Third Embodiment FIG. 3 shows a main part of a third embodiment of the present invention. In the third embodiment, a cone 25 for defining a gas flow path is added to the second embodiment to cover the laser beam, and the inside of the head 17 and the cone 2 are formed.
The plasma gas is supplied to the inner space of the nozzle receiver 6 through the space outside the nozzle 5. Within the insulating table 14 is a baffle 26, which is a half-circular plate ring half, which is used to concentrate the plasma gas flow around the electrode 18, outside the cone 25, in the center hole 13. The right half is closed. Other structures are the same as in the second embodiment.

[Brief description of the drawings]

FIG. 1 is a longitudinal sectional view showing a main part of a first embodiment of the present invention.

FIG. 2 is a longitudinal sectional view showing a main part of a second embodiment of the present invention.

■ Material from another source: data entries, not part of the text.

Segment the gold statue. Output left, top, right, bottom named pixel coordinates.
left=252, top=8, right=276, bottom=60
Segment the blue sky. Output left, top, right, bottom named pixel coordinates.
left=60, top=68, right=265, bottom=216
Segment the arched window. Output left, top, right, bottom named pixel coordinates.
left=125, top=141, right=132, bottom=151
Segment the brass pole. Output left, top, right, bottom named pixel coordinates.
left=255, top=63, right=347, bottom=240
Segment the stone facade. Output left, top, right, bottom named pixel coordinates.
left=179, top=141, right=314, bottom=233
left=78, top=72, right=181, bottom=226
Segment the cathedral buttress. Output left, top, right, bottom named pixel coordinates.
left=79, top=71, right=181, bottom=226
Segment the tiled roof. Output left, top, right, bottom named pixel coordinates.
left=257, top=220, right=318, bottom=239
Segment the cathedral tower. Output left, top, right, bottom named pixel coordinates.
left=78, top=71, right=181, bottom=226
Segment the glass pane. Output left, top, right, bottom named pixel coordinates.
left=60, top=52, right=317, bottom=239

FIG. 3 is a longitudinal sectional view showing a main part of a third embodiment of the present invention.

[Explanation of symbols]

 1: nozzle member 2: nozzle 3: conical surface 4: cooling water channel 5: O-ring 6: nozzle receiver 7: O-ring 8: plasma gas port 9: gas injection nozzle 10: gasket 11: gas injection port 13: center hole 14: Insulating table 15: Bolt 16: Female screw cylinder 17: YAG laser head 18: Plasma electrode 19: Fastening screw 20: Lock nut 21: YAG laser beam 22: Optical axis 23: Gas flow space 24: Gas injection port 25: Cone 26: Baffle

 ────────────────────────────────────────────────── ─── Continuing on the front page (72) Inventor Junichi Clothing Bag 7-6-1 Higashi-Narashino, Narashino-shi, Chiba F-term (Reference) 4E068 AA01 BC00 CD15 CH02

Claims (5)

[Claims] A nozzle member having a nozzle through which an optical axis of the laser beam passes; an insulating member supporting the nozzle member and surrounding a part of a transmission space of the laser beam toward the nozzle; An electrode support member coupled to the insulating member, the plasma electrode holding the plasma electrode in a posture and a position facing the nozzle from a position where the plasma electrode is inclined with respect to the optical axis and retracted from the optical axis; And a means for coupling the electrode support member to a laser head that emits the laser beam. 2. The inner surface of the nozzle member where the nozzle is open is a conical surface centered on the nozzle and bottomed on the nozzle;
The insulating member has a plasma gas flow path opened in a circumferential direction on an inner peripheral surface surrounding a transmission space of the laser beam;
The laser / plasma combined processing apparatus according to claim 1. 3. The laser / plasma combined processing apparatus according to claim 2, wherein an opening of said electrode support member for passing said laser beam is smaller in diameter than said inner peripheral surface of said insulating member. 4. A power supply for generating a pilot plasma between the nozzle member and the plasma electrode; and a main power supply for supplying a main plasma arc current between the workpiece and the plasma electrode. 4. The combined laser / plasma processing apparatus according to claim 1, 2 or 3. 5. The method according to claim 1, wherein the laser is a YAG laser.
5. The laser / plasma combined processing apparatus according to claim 2, 3 or 4.